Publication information
- Publisher: HarperCollins; Dutton Children's Books; Scholastic Books;
- First appearance: 56 Picaresque Tales (in the U.S., 1921); Juan Bobo Heats up his Grandmother; Juan Bobo Delivers a Letter to the Devil; Juan Bobo Throws his Brother Down a Well; Juan Bobo Refuses to Marry the Princess;
- Created by: School children of Puerto Rico

In-story information
- Species: Picaresque
- Place of origin: Puerto Rico
- Abilities: Avatar of indigenous morality; Repository of cultural information; Resistance to colonial oppression; Syncretic of Santería and Capoeira;

= Juan Bobo =

Folkloric character on the island of Puerto Rico

Juan Bobo is a folkloric character on the island of Puerto Rico. For nearly two centuries a collection of books, songs, riddles and folktales have developed around him. Hundreds of children's books have been written about Juan Bobo in English and Spanish. Juan Bobo stories are used as instructional models in public school districts and libraries throughout the United States and on PBS Television.

Each story illustrates an aspect of Puerto Rican life and traditions – as Juan goes to church, to work, the store, the town market, and deals with characters and events that typify the Puerto Rican spirit. For this reason, the Juan Bobo stories have been viewed as a "folkloric information system."
Often a trickster and sometimes a fool, Juan Bobo is comparable to "Foolish John" who cannot get anything right, and Amelia Bedelia who follows instructions to a fault. Sent off by his mother to find work, Juan Bobo causes one disaster after another and always loses his payment.
In a typical Juan Bobo story, his mother asks him to clean up a pig so that she will fetch a higher price in the town market. Instead, Juan Bobo dresses her for church in his mother's Sunday clothes, complete with lipstick and high heels.

Although the name "Bobo" implies stupidity or oaf-like behavior, the ostensible naiveté of Juan Bobo points to a hidden virtue or helpful way to approach life. As in Aesop's Fables, the stories often have obvious morals that suggest how people should live and how cultures should interact.

As the trickster character in Puerto Rican folklore and oral tradition, Juan Bobo is part of a larger tradition that spans several world cultures. Many of the tales have nearly identical plot points in stories from India, China, Turkey, and traditions in Africa and North America.

==Historic and literary roots==
The Juan Bobo tales originally migrated from Spain in an oral tradition influenced by the Spanish picaresque novels (Lazarillo de Tormes; Don Quijote) and Wise Fool tales. Published anonymously in 1554, El Lazarillo de Tormes is often viewed as the first modern novel, and "picaresque" became the first genre – a genre of realistic fiction in which the pícaro (the rogue) is the central character.

The pícaros are unlikely and delinquent heroes – living by their wits among corrupt priests and prostitutes, beggars and idle gentlemen, thieves, tricksters and murderers.

The Juan Bobo stories incorporate all of these elements – as Juan the pícaro roams the Puerto Rican countryside, moving from job to job, and disaster to disaster. Though Juan and his pícaro tricks constitute the main story interest, the satirical comments on various trades and professions give a wealth of information on the social, political and religious fabric of Puerto Rico.
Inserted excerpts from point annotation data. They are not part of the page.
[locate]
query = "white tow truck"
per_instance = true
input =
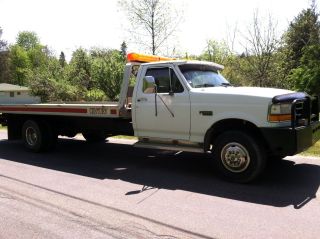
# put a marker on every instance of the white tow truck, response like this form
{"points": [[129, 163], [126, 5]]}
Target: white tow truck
{"points": [[184, 106]]}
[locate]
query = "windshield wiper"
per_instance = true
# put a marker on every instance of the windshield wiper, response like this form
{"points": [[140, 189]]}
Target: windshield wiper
{"points": [[204, 85], [225, 84]]}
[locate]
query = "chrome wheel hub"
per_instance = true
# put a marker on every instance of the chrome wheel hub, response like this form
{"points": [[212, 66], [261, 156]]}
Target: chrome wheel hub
{"points": [[235, 157], [31, 136]]}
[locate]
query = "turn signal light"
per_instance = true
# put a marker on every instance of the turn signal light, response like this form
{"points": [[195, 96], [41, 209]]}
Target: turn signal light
{"points": [[279, 118]]}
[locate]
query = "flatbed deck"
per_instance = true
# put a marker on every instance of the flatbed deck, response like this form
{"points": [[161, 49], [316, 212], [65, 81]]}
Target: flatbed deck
{"points": [[107, 109]]}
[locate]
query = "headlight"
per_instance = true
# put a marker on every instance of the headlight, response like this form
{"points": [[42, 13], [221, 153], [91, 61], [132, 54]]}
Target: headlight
{"points": [[279, 112]]}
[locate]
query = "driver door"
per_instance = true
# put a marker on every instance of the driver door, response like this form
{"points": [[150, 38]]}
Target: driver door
{"points": [[164, 111]]}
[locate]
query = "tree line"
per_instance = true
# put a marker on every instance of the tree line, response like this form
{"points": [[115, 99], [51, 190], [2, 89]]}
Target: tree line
{"points": [[291, 61]]}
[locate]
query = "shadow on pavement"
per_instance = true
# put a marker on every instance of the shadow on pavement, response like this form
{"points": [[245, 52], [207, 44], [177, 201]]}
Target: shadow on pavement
{"points": [[284, 183]]}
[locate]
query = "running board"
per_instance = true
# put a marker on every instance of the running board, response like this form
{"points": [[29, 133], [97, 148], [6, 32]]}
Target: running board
{"points": [[169, 147]]}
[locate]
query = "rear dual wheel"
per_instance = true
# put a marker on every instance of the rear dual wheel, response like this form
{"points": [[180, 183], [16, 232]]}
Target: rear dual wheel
{"points": [[38, 136]]}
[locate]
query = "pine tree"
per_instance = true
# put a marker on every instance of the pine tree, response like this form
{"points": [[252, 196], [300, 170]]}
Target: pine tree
{"points": [[62, 59]]}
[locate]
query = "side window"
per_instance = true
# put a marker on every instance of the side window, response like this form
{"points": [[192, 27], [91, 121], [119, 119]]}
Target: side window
{"points": [[163, 77]]}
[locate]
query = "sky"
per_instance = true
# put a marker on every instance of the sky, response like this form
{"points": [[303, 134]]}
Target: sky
{"points": [[65, 25]]}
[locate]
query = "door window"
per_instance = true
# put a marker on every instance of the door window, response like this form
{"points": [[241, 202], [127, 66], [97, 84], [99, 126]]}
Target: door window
{"points": [[165, 79]]}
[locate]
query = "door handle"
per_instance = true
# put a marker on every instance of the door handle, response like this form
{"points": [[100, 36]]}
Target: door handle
{"points": [[142, 99]]}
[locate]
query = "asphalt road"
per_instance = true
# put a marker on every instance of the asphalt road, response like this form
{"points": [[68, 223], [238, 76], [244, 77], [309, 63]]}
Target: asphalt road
{"points": [[113, 190]]}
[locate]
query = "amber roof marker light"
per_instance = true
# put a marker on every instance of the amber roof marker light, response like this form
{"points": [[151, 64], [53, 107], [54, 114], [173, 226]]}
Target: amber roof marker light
{"points": [[136, 57]]}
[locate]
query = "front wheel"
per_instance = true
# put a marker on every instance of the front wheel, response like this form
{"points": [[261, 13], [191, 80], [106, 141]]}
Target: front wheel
{"points": [[238, 156]]}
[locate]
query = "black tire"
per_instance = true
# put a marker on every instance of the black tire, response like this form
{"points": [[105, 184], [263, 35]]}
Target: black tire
{"points": [[238, 156], [38, 137], [94, 136]]}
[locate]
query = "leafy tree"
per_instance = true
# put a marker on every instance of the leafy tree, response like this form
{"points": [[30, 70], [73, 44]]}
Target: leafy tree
{"points": [[108, 72], [153, 22], [124, 49], [216, 52], [306, 76], [19, 65], [27, 40], [303, 31], [301, 51], [260, 43], [80, 70], [3, 43], [4, 60], [62, 59]]}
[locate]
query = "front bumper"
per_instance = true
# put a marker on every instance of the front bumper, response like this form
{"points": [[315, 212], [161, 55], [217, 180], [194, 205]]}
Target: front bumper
{"points": [[290, 141]]}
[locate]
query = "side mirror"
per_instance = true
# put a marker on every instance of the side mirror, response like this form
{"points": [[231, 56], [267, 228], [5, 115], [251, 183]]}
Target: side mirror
{"points": [[150, 80], [149, 84]]}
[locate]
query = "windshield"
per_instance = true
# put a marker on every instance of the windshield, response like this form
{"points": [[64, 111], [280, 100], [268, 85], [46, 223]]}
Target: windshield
{"points": [[202, 76]]}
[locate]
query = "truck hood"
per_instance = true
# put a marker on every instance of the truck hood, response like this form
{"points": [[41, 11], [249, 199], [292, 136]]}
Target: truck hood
{"points": [[268, 93]]}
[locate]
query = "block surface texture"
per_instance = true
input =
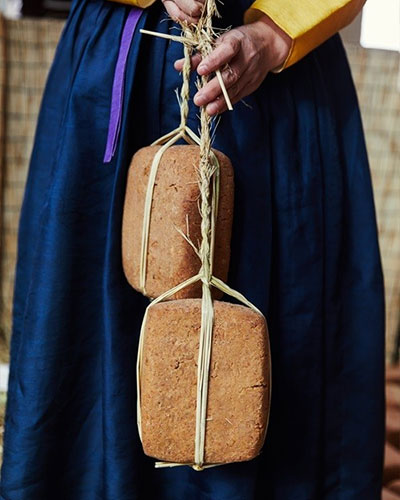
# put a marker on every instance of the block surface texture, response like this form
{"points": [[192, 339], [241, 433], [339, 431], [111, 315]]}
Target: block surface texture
{"points": [[170, 259], [239, 382]]}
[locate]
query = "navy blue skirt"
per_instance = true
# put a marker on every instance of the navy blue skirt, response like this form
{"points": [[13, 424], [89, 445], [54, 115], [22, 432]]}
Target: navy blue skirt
{"points": [[304, 250]]}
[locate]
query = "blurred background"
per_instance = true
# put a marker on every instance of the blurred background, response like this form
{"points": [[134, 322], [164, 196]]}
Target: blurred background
{"points": [[29, 32]]}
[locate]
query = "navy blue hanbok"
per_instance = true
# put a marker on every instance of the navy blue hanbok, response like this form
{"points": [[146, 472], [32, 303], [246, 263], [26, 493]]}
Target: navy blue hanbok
{"points": [[304, 251]]}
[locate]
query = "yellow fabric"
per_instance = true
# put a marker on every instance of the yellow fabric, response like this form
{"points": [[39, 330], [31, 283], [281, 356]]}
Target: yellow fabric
{"points": [[137, 3], [307, 22]]}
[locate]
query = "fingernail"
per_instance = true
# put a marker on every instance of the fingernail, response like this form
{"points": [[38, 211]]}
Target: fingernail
{"points": [[199, 99], [203, 68], [211, 108]]}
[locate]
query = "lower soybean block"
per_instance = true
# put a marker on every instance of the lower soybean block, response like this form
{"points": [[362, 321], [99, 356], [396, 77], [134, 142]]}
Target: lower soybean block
{"points": [[175, 206], [239, 382]]}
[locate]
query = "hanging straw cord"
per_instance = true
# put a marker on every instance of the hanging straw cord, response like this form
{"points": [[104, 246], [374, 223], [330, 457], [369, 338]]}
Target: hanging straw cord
{"points": [[201, 38]]}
As Paul Bunyan is identified with the US, Robin Hood with England, and El Zorro with Mexico – Juan Bobo, the beloved noodlehead, is the perennial folk hero of Puerto Rico.

==Distribution==
===Children's books and educational uses===

Juan Bobo children's books have been published in the U.S. and throughout the world. Juan Bobo stories have been published by numerous publishers, including HarperCollins, Dutton Children's Books, and Scholastic Books. The stories are used as elementary school teaching books, for bilingual language programs, and in Spanish-language studies throughout the United States among others. In 1962, New York City librarian Pura Belpré authored a novel based on the Juan Bobo character, titled Juan Bobo and the Queen's Necklace: A Puerto Rican Folk Tale.

===General book sales===
Stories portraying Juan Bobo are known in many countries, from the United States to Central and South America, the Caribbean, Spain and the Philippines. Juan Bobo books are sold in Great Britain. The National Library Board of Singapore maintains a listing of Juan Bobo books. In the Philippines, Juan Bobo stories go by the name "Lazy Juan".

===In U.S. media===
Newspapers around the U.S. regularly run Juan Bobo stories. The Juan Bobo character has made frequent appearances on U.S. television, radio, and the internet. In 2005, he appeared on Nickelodeon in the Dora the Explorer series. The episode was titled A Crown for King Juan el Bobo, and Juan Bobo was voiced by Cheech Marin. On U.S. public television, the Juan Bobo stories are used by PBS stations in Alabama, Arkansas, California, Chicago, Iowa, and the nationwide PBS Learning Media system. Currently, Juan Bobo stories and radio dramas are regularly broadcast over radio stations in Puerto Rico. Juan Bobo CDs are also sold on the island and in the United States, as well as Juan Bobo MP3 downloads.

==Reception and impact==
The Juan Bobo character has been called an avatar of indigenous morality, a repository of cultural/historical information, and a symbol of resistance to colonial oppression. As such, in United States and Puerto Rican universities, the Juan Bobo stories have been preserved and studied for their sociological and political significance. Juan Bobo has also been compared to the syncretic religious system of Santería and the Brazilian martial art of capoeira, for its melding of spiritual strength and resistance into an ostensibly benign art form.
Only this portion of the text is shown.